Sergio Abraham Méndez Moissen

Trótski comunicou com Havana

Sergio Abraham Méndez Moissen

Trótski foi o revolucionário mais importante do século XX. Como é que ele se saiu na ilha de José Martí?

Cuba teve uma poderosa geração de marxistas heterodoxos durante a revolução de 1933. Influenciados pelo espírito crítico de José Martí, adotaram uma abertura intelectual sem paralelo. Martí, que se exilou em Nova Iorque, lutou pela independência com a caneta e a espingarda. Este homem, que escreveu o belo ensaio "Nuestra América", leu os anarquistas e também Karl Marx.

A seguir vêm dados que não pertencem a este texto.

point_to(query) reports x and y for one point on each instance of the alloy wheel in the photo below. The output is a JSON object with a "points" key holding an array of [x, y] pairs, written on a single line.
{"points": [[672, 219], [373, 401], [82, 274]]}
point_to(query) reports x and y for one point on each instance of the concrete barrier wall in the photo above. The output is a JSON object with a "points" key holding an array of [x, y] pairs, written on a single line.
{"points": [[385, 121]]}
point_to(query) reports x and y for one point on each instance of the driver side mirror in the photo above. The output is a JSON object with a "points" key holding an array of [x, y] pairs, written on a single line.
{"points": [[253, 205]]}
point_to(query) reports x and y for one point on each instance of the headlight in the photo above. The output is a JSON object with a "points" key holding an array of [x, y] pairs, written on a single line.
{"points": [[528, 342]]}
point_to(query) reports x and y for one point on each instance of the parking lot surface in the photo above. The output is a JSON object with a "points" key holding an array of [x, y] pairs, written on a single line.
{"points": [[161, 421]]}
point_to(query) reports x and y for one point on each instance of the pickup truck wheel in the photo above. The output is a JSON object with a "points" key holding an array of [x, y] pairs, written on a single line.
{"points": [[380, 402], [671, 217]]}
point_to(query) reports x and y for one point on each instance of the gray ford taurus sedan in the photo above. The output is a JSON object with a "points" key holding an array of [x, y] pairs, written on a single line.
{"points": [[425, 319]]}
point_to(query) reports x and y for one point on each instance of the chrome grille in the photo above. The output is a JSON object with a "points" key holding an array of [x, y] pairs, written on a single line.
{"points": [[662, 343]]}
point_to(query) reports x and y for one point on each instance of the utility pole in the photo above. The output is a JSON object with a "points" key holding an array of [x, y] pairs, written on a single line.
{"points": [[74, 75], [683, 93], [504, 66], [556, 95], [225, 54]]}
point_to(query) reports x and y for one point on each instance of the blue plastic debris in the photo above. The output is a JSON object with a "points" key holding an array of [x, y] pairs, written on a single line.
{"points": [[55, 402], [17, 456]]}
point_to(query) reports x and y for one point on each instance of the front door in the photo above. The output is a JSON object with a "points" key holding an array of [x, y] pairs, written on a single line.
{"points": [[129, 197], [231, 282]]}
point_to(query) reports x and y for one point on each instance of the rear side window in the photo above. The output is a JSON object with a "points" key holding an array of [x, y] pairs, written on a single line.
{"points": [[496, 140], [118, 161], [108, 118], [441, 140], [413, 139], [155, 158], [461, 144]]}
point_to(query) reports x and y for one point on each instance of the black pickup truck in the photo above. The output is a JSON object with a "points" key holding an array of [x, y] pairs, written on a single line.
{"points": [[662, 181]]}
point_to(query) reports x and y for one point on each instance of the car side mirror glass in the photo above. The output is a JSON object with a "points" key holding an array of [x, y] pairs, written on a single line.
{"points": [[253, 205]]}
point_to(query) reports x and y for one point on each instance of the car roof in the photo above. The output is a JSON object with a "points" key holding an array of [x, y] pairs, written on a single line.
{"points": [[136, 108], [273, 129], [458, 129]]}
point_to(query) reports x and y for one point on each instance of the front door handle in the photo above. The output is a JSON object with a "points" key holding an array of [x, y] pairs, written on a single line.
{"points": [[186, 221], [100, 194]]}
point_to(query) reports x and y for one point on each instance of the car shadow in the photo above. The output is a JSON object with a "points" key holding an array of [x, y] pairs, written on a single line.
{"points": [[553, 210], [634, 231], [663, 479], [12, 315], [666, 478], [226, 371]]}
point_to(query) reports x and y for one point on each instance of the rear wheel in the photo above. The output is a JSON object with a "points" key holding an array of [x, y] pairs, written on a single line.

Carlos Baliño, companheiro de armas de Martí, foi um dos fundadores do primeiro Partido Comunista de Cuba. Isso foi possível, em grande medida, porque Martí admirava Marx e o lia. Procurou compreendê-lo e disse no dia da morte de Marx que, embora não se pudesse considerar marxista, com a morte do alemão os pobres do mundo perdiam uma das figuras mais gigantescas da luta pela liberdade e pela justiça.

Os marxistas de 1933 de que falo - que não pertenciam ao PC Cubano ou que foram expulsos desse partido estalinista - foram chamados, por especialistas da ilha, os marxistas "pela liberdade". Estamos a falar de Pablo de la Torriente Brau, Julio Antonio Mella e do poeta surrealista Juan Ramón Brea. No México, o nome de Mella é mais conhecido, pois foi assassinado no Centro Histórico quando passeava com a sua companheira Tina Modotti.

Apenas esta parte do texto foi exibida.